そして、ショパンはそれらの形式を自由に取り入れて、例えば、マズレック風のリズムにクヤヴィアック風のメロディを重ねるなどして、自分なりに再構築をすることによって彼独特のマズルカという形式を作り上げていきました。

その意味では、ショパンのマズルカはポーランドの民族舞曲を母胎としながらも、時間を追うにつれてより一般的な性格を持っていったと言えます。
言葉をかえれば、土の香りを失う変わりにより洗練されていったと言うことです。
その分岐点はおそらくは中期の傑作と言われる作品番号で言えば33番の4曲あたりにあることに異存を唱える人は少ないでしょう。マズルカが本来持っていた粗野で鄙びた風情は姿を消して、明るさと軽さが前面にでてきます。ですから、よく「マズルカには華やかな技巧の世界は無い。」と言われますが、晩年のマズルカは和声的にも構成的にもかなりの工夫が凝らされています。
もちろん、どちらをとるにしてもショパンの音楽が素晴らしいことは言うまでもありません。

心の内を繊細に描き出す


若くして亡くなり、そしてその若い時代においてすでに才能のきらめきを見せた人というのは実像以上に美しく語られることが多いものです。それだけに、カペルのようなピアニストを取り上げるときは注意が必要なのですが、それでも彼にとっては不本意にも「最晩年」となってしまった時代に録音された一連のショパン録音はすばらしいと言わざるを得ません。

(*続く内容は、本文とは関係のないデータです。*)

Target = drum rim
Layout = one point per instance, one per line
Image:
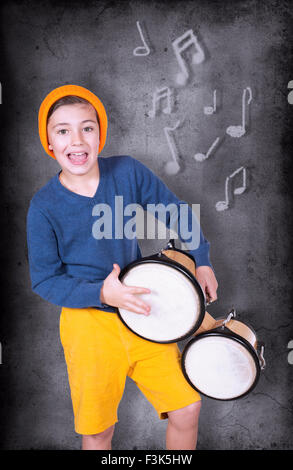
(230, 335)
(162, 259)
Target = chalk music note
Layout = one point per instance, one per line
(223, 205)
(200, 157)
(141, 50)
(290, 95)
(159, 95)
(173, 167)
(239, 131)
(180, 45)
(211, 109)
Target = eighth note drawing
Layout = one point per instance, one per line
(173, 167)
(239, 131)
(141, 50)
(180, 45)
(223, 205)
(159, 95)
(200, 157)
(290, 95)
(211, 109)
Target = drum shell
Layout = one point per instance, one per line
(223, 332)
(162, 259)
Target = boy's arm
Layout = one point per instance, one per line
(151, 190)
(48, 276)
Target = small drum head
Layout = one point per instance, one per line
(176, 301)
(220, 366)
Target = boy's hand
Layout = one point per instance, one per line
(116, 294)
(207, 279)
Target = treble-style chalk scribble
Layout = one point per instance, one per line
(223, 205)
(172, 167)
(211, 109)
(239, 131)
(181, 44)
(200, 157)
(290, 95)
(162, 94)
(141, 50)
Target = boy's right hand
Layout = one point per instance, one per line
(116, 294)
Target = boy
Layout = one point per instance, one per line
(71, 268)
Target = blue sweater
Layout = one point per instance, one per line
(68, 263)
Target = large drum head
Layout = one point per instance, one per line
(220, 366)
(177, 303)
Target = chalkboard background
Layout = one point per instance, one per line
(245, 44)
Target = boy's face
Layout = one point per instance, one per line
(73, 136)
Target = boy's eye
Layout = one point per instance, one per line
(62, 131)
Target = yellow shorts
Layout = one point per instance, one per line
(100, 352)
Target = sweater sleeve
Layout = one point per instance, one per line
(48, 274)
(152, 191)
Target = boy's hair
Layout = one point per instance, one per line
(69, 99)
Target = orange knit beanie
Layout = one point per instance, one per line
(66, 90)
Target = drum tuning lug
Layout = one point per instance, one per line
(262, 361)
(170, 244)
(231, 314)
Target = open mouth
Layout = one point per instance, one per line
(78, 158)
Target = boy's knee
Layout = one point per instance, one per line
(106, 434)
(185, 417)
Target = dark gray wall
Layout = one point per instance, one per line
(246, 44)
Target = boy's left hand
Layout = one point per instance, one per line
(207, 279)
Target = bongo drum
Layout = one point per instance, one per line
(224, 362)
(176, 299)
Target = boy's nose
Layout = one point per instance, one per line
(76, 137)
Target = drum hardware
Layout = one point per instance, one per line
(223, 359)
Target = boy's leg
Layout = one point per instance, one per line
(181, 433)
(97, 365)
(158, 374)
(101, 441)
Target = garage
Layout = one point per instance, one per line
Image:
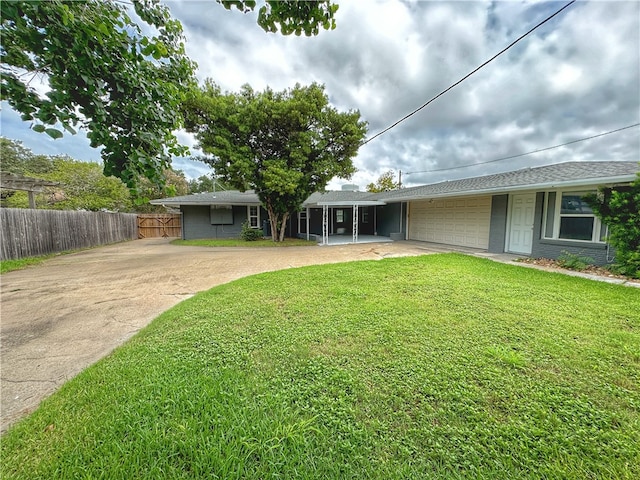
(460, 221)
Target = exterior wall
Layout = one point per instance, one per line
(600, 253)
(391, 218)
(196, 222)
(498, 226)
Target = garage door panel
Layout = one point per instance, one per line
(458, 221)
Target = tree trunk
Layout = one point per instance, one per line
(273, 221)
(283, 226)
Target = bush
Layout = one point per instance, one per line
(619, 209)
(573, 261)
(249, 234)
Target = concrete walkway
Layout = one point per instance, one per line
(64, 315)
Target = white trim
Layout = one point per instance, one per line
(575, 184)
(510, 204)
(257, 216)
(557, 216)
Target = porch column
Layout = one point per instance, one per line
(325, 224)
(355, 224)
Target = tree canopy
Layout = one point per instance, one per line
(385, 183)
(103, 72)
(117, 69)
(82, 185)
(284, 145)
(290, 16)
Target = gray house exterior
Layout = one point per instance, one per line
(536, 212)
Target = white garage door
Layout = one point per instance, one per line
(453, 221)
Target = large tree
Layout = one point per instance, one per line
(619, 209)
(118, 69)
(385, 183)
(105, 72)
(284, 145)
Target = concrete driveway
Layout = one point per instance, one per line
(64, 315)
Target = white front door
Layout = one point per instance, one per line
(521, 229)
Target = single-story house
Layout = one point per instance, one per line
(537, 212)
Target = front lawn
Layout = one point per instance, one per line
(440, 366)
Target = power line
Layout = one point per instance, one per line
(528, 153)
(466, 76)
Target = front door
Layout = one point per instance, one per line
(521, 229)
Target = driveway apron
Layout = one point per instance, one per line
(62, 316)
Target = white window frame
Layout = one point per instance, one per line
(364, 215)
(255, 216)
(598, 227)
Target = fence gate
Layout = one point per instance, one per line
(159, 225)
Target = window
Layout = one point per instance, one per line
(221, 215)
(569, 217)
(253, 215)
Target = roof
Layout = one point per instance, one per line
(560, 175)
(343, 198)
(224, 197)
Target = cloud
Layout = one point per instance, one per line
(574, 77)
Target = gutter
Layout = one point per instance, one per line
(539, 186)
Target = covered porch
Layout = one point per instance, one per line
(341, 222)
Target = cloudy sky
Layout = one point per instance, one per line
(575, 77)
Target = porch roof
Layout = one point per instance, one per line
(343, 199)
(224, 197)
(559, 175)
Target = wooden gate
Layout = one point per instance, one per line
(159, 225)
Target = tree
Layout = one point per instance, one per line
(83, 186)
(619, 209)
(291, 16)
(104, 74)
(176, 184)
(385, 183)
(18, 159)
(206, 183)
(284, 145)
(119, 77)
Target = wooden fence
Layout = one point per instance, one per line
(29, 232)
(159, 225)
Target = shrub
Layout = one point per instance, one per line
(619, 209)
(573, 261)
(249, 234)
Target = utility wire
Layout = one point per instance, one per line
(528, 153)
(466, 76)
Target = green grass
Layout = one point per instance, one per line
(237, 242)
(11, 265)
(440, 366)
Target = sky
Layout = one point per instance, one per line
(575, 77)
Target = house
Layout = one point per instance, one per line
(537, 212)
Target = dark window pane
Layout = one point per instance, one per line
(551, 213)
(576, 228)
(573, 203)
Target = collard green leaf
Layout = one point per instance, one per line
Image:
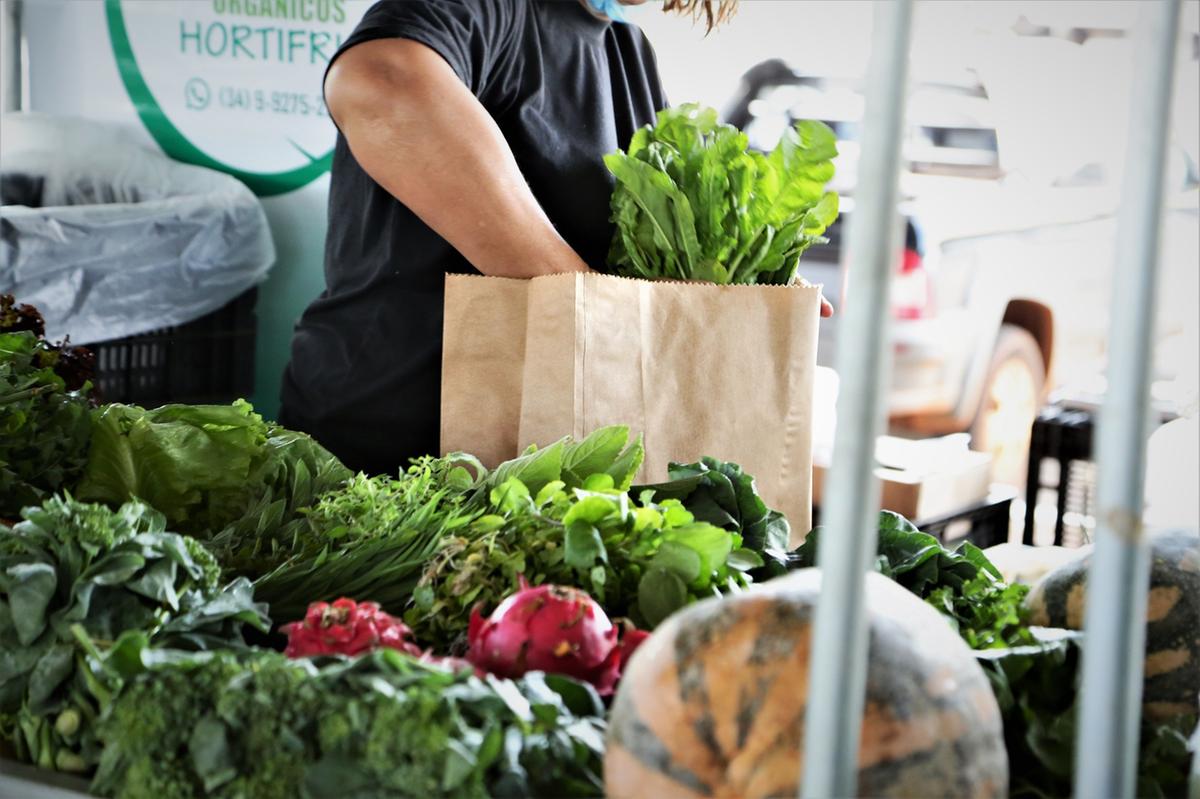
(660, 593)
(583, 546)
(28, 590)
(681, 559)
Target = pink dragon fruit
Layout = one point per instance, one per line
(346, 628)
(551, 629)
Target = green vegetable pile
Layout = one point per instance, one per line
(693, 203)
(370, 538)
(214, 470)
(382, 725)
(1035, 672)
(961, 583)
(73, 578)
(45, 427)
(637, 558)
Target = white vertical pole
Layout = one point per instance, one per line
(833, 719)
(1107, 745)
(10, 55)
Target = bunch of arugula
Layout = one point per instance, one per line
(372, 538)
(693, 202)
(723, 494)
(75, 572)
(258, 725)
(45, 425)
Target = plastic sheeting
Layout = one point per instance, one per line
(109, 238)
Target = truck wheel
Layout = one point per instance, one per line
(1012, 396)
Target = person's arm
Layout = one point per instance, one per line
(421, 134)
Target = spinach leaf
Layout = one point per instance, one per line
(693, 203)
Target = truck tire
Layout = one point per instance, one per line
(1009, 402)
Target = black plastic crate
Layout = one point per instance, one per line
(209, 360)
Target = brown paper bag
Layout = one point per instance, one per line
(483, 359)
(697, 368)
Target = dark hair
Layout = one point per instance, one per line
(715, 11)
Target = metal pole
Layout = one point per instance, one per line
(11, 55)
(834, 715)
(1115, 623)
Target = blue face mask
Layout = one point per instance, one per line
(617, 11)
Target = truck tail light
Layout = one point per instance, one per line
(911, 296)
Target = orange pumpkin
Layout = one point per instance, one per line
(713, 703)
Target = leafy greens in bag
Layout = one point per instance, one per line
(693, 203)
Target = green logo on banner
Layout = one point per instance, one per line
(250, 47)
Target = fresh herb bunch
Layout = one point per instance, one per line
(378, 725)
(220, 473)
(76, 571)
(721, 493)
(694, 203)
(370, 539)
(607, 450)
(639, 559)
(45, 425)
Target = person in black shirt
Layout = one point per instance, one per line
(471, 134)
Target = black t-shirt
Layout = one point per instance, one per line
(565, 89)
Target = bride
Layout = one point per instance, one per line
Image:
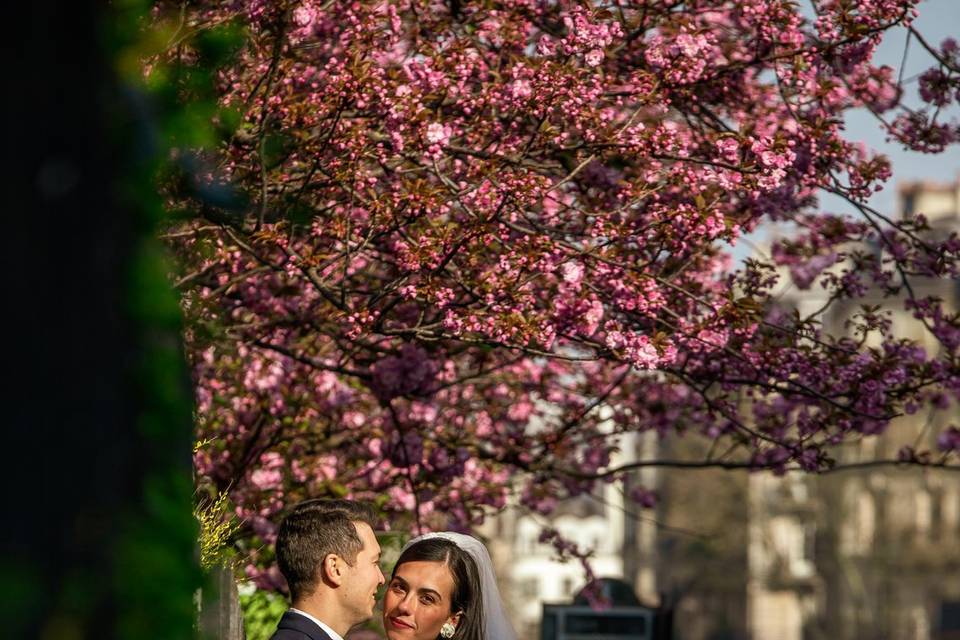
(443, 587)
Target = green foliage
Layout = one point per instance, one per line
(217, 528)
(261, 612)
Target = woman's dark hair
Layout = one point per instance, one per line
(467, 597)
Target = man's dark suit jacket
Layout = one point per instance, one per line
(294, 626)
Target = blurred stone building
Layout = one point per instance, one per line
(873, 552)
(865, 554)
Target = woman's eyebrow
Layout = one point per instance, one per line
(430, 590)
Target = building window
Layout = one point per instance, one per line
(529, 588)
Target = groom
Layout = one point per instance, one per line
(330, 557)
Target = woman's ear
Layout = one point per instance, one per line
(455, 619)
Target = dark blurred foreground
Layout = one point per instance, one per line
(98, 540)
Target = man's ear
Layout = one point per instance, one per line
(331, 569)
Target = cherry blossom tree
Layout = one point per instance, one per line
(446, 252)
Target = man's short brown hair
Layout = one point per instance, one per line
(313, 530)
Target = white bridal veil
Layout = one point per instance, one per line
(495, 620)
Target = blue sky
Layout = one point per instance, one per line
(938, 19)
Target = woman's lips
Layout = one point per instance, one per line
(400, 624)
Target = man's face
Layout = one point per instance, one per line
(364, 577)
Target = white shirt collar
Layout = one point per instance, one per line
(330, 632)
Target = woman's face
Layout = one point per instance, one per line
(418, 601)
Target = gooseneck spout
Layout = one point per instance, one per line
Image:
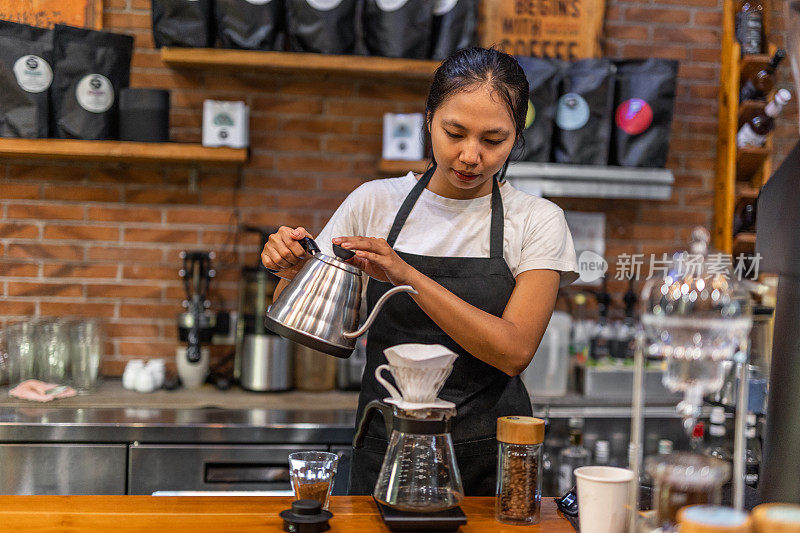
(382, 300)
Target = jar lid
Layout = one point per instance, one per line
(777, 517)
(712, 519)
(520, 430)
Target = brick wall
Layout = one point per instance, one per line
(103, 240)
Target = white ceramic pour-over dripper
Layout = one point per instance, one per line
(419, 370)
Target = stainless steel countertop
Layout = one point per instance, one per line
(209, 416)
(115, 415)
(144, 425)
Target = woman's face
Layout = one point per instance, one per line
(472, 134)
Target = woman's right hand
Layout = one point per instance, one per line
(283, 253)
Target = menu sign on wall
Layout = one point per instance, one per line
(45, 13)
(563, 29)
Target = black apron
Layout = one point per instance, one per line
(481, 392)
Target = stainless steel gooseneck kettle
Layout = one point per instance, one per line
(319, 308)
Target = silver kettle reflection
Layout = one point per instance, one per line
(319, 308)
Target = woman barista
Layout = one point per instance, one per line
(485, 258)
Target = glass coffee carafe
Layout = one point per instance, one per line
(419, 471)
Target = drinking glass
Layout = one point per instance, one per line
(52, 353)
(85, 353)
(312, 475)
(21, 346)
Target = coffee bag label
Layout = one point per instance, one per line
(324, 5)
(95, 93)
(441, 7)
(572, 112)
(634, 116)
(390, 5)
(33, 73)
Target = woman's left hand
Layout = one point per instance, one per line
(376, 258)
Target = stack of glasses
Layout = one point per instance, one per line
(66, 351)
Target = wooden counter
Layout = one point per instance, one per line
(227, 513)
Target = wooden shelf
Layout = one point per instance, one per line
(120, 151)
(572, 181)
(740, 172)
(743, 191)
(750, 64)
(248, 60)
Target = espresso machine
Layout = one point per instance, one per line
(263, 359)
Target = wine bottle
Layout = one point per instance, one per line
(754, 131)
(761, 83)
(750, 25)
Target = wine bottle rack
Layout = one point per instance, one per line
(740, 172)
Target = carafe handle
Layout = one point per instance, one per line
(369, 411)
(392, 390)
(382, 300)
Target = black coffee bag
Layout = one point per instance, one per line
(398, 28)
(249, 24)
(321, 26)
(454, 24)
(544, 76)
(643, 104)
(90, 67)
(583, 113)
(26, 54)
(187, 23)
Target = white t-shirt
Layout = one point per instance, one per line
(535, 236)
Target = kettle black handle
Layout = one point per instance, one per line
(369, 411)
(309, 245)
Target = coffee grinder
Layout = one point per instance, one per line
(196, 324)
(263, 359)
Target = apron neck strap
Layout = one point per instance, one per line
(496, 229)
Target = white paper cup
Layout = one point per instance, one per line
(603, 498)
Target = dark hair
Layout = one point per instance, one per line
(469, 66)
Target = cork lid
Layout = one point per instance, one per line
(520, 430)
(777, 517)
(713, 519)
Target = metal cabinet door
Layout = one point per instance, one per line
(63, 468)
(185, 467)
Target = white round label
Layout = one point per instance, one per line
(323, 5)
(572, 112)
(390, 5)
(95, 93)
(440, 7)
(33, 73)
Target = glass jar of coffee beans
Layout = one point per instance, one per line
(519, 468)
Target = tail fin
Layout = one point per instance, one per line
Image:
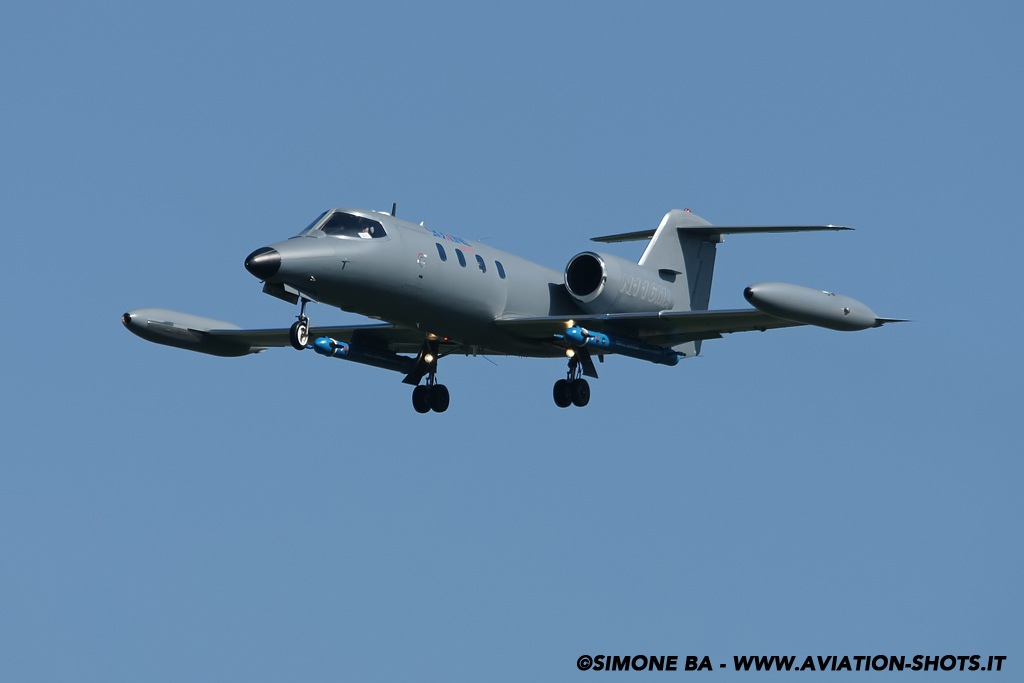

20代のカペルは「ホロヴィッツの再来」と言われ、その甘いマスクも相まって絶大な人気を誇りました。ひたすらピアノを強靱に鳴り響かせるパフォーマンスは大衆受けするには十分でした。そして、もしもそのまま「ホロヴィッツの再来」のままに飛行機事故にあってこの世を去っていれば、おそらく彼の名前は疾うの昔に忘れ去られていたでしょう。
今更言うまでもないことですが、ホロヴィッツが再来することなどはあり得ないのです。一見、ホロヴィッツのような「強靱な打鍵」ができたからと言って、それでホロヴィッツと肩を並べられるとか、ホロヴィッツをしのぐことができるなどと思うことは、あまりにもホロヴィッツという存在をなめています。
当時の若いピアニストの多くはホロヴィッツに憧れ、そして自分もホロヴィッツのようになりたいと思って破滅していきました。しかし、ある意味で、最もホロヴィッツに近づいた一人であるカペルは、近づきながらも絶対にホロヴィッツにはなれないことを賢明にも理解していたように思います。
聞けばすぐにわかることですが、彼のピアノはホロヴィッツと比べればあまりにも健康的にすぎます。そういう意味では、カペルは第二次大戦後の黄金のアメリカの時代を体現したピアニストだったのです。
そんなカペルがホロヴィッツ張りの演奏スタイルから自分らしい音楽を紡ぎ出す方向に舵を切った典型がこのショパンの録音だったのではないでしょうか。ピアノソナタの第3番では、明らかに自分の心の内を繊細に描き出そうとするカペルの姿が伺えます。そして、最もすばらしいのが一連のマズルカの録音です。

調べてみると、1951年から52年にかけてポツリポツリという感じで録音されています。

1951年6月23日:Op.67-4
1951年12月20日:Op.7-5,Op.17-2,Op.17-4,Op.33-3
1951年12月27日:Op.30-3,Op.50-2,Op.56-3,B-flat major
1952年2月20日:Op.33-4,Op.47-1,Op.41-2,Op.63-2,Op.67-3,Op.68-2,Op.68-3,Op.68-4,Norte temps
1951年12月27日&1952年2月26日:Op.17-3
1952年2月26日:Op.6-2,Op.7-2,Op.50-3,Op.59-1,Op.59-2,Op.63-3
1952年6月23日:Op.67-2
1952年6月24日:Op.33-1

この録音スケジュールを見てみると、カペルにはショパンのマズルカを全集として完成させる意図がなかったことは明らかです。
そうではなくて、ショパンのマズルカの中から、時々において自分の意に沿った作品をチョイスして、まるで独白のように演奏し録音したような雰囲気が伺えます。部分的には20代のカペルを思わせるような強靱な打鍵が姿を見せますが、基本は繊細な歌心が貫かれています。ある意味では聞き手という存在を忘れ去ってしまって、まるで自分のためだけにピアノを弾いているかのように聞こえます。

こういうのを聞かされると、もう少しカペルの録音を聞き込んでみないといけないな・・・と思わされます。